Action Item 5 in the NRC staff's SE for MRP-227-A states that the licensee should identify a plant-specific acceptance criterion to be applied while performing the physical measurement of loss of compressibility for hold-down springs. The hold-down spring at RNP was fabricated with 304 austenitic stainless steel material that is susceptible to loss of preload due to irradiated assisted creep/stress relaxation.

The NRC staff noted that some of the owners of Westinghouse-designed reactors have replaced 304 stainless steel hold-down springs with 403 stainless steel material that is more resistant to creep/stress relaxation than 304 stainless steel material. In this context, by letter dated May 29, 2013 (Reference 18), in RAI 2-3, the staff requested that the licensee address its plans to replace the hold-down spring with 403 stainless steel material.

Licensee's Evaluation By letter dated July 25, 2013 (Reference 3), in response to the NRC staff's RAI 2-3, the licensee stated that it would replace the existing 304 stainless steel hold-down spring with a 403 stainless steel spring. The licensee further stated that the rate of stress relaxation in 403 stainless steel material is lower than 304 stainless steel material even when exposed to

a neutron fluence that exceeds the threshold limit for irradiated assisted creep/stress relaxation. Therefore, the licensee concluded that the replacement of the hold-down spring with 403 stainless steel material provides reasonable assurance that the AMP for this item is adequately managed during the PEO. By letter dated February 18, 2016 (Reference 9), in response to the staff's RAI 6 (Reference 30), the licensee stated that it replaced the 304 stainless steel hold-down spring with 403 stainless steel material in spring 2015 refueling outage 29. The guidelines in MRP-227-A states that the replacement should occur within the three cycles of the beginning of the PEO, and the licensee complied with this criterion.
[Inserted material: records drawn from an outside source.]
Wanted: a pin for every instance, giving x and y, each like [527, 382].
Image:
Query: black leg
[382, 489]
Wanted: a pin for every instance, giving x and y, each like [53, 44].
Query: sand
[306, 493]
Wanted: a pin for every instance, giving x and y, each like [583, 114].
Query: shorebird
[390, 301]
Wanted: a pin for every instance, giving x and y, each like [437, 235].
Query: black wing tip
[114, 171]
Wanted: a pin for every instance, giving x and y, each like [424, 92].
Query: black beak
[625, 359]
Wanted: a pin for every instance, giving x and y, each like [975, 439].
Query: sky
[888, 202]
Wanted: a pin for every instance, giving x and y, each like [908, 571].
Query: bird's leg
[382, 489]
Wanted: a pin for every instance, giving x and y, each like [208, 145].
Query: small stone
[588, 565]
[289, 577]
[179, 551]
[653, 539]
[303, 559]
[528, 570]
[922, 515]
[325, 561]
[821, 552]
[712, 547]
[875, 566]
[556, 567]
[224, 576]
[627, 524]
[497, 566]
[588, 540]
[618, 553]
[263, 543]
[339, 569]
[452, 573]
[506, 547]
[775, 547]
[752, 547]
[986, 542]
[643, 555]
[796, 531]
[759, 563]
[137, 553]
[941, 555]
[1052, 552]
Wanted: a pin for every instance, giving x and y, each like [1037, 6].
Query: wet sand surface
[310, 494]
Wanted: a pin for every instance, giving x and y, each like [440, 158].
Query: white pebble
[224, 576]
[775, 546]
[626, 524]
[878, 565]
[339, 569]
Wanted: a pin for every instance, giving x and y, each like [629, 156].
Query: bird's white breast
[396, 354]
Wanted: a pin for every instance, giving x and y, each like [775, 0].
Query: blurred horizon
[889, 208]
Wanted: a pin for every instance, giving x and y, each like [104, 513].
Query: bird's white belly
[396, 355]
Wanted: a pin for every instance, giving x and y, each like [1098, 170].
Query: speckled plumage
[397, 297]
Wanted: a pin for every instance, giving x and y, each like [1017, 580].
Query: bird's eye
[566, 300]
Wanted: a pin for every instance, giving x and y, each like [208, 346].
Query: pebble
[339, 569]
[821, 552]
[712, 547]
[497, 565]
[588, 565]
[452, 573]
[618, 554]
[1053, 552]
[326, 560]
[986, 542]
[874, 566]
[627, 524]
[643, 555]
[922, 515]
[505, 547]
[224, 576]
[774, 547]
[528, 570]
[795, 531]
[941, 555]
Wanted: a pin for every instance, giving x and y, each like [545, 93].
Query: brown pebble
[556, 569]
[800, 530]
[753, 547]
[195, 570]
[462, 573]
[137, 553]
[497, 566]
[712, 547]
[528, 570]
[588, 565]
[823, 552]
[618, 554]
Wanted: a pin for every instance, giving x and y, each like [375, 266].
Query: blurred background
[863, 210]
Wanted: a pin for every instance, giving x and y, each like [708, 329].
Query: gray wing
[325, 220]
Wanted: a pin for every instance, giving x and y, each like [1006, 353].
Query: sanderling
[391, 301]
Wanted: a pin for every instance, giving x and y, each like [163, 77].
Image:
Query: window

Furthermore, the licensee stated that the replacement schedule did not adversely impact the integrity of the core support structure because it occurred in accordance with the schedule requirements of MRP-227-A.

NRC Staff Evaluation

The NRC staff reviewed the response and concludes that replacement of the 304 hold-down spring with 403 stainless steel alleviates the loss of preload due to irradiated assisted creep/stress relaxation. This is due to the fact that stiffness value of 403 stainless steel material is higher than that of 304 stainless steel material. Since the replacement of the hold-down spring occurred within the three cycles of the beginning of the PEO, the staff concludes the licensee complied with the guidelines of MRP-227-A.

Based on the licensee's response, the staff considers that the licensee addressed Action Item 5 satisfactorily.

3.4.6 Evaluation of the Licensee's Resolution of Action Item 7 Action Item 7 was discussed in Section 3.3.7 of the NRC staff's SE for the MRP-227-A, and it specifies that the licensees of Westinghouse reactors develop plant-specific analyses to be applied for their facilities to demonstrate that CASS lower support columns (LSCs) will maintain their function during the PEO. These components are subject to irradiation embrittlement (IE) and thermal embrittlement (TE). CASS materials with delta ferrite greater than 20 percent would be susceptible to loss of fracture toughness due to TE. CASS materials that are exposed to neutron fluence value greater than 1x10 17 n/cm 2 (E>1 MeV) are susceptible to IE.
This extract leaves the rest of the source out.